Present in the French capital for the opening of the Global Forum on Vaccine Sovereignty and Innovation (GAVI), Senegal’s president took the floor on Thursday 20 June to remind the meeting of “the enormity of the task that remains to ensure Africa’s vaccine sovereignty.”
Addressing his African peers and their host, Emmanuel Macron, Bassirou Diomaye Faye noted that the continent accounts for around 20 percent of the world’s population, yet “its vaccine industry supplies barely 0.25 percent of the world’s supply,” meaning that it is “still largely dependent on other regions to meet its needs.”
“One of the major challenges for Africa today is to produce vaccines, medicines and diagnostics, but also to gain access to marketing platforms so that it can play a full role in the fight against future health threats,” said the Senegalese leader, recalling that the COVID-19 pandemic had highlighted the structural disparities between developed and developing countries in terms of vaccination.

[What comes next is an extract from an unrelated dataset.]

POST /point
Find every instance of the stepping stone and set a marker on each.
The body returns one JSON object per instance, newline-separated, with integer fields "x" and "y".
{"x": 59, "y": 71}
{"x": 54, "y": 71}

With this in mind, the African Union has set itself the goal of producing 60 percent of the vaccines used on the continent by 2040. To achieve this, it hopes to mobilise “more than a billion dollars” with its partners, the GAVI Alliance, which has helped vaccinate more than half the world’s children against deadly and debilitating infectious diseases over the past twenty years, and the European Union, to accelerate vaccine production in Africa.
The Pasteur Institute in Dakar, with the support of the Senegalese government, has launched an industrial development programme worth an estimated $252 million, said the fifth Senegalese leader who was elected on 24 March, with a scheme to make health “a permanent priority.”
He noted that the construction of infrastructure and the acquisition of equipment were “being finalised.” In the same vein, the Diamniadio Vaccinopole site, one of the entities of the programme, will have a production capacity of 300 million doses of routine, epidemic or pandemic vaccines using three technological platforms, including messenger RNA.
“To provide a framework for all these initiatives, Senegal has already created the National Pharmaceutical Regulatory Agency (ARP), which has worked hard to achieve the necessary maturation and approval phases,” said President Faye, urging greater financial support for the GAVI Alliance, one of the organisers of the forum along with the African Union and France on behalf of Europe.
The meeting, held at the Quai d’Orsay, the headquarters of the French foreign affairs ministry, brought together representatives of African countries, donors, the pharmaceutical industry, civil society and international organisations.
In addition to Bassirou Diomaye Faye, who will have a private meeting with his French counterpart Emmanuel Macron at the Elysée Palace later in the day, the presidents of Ghana, Rwanda and Botswana are also in Paris.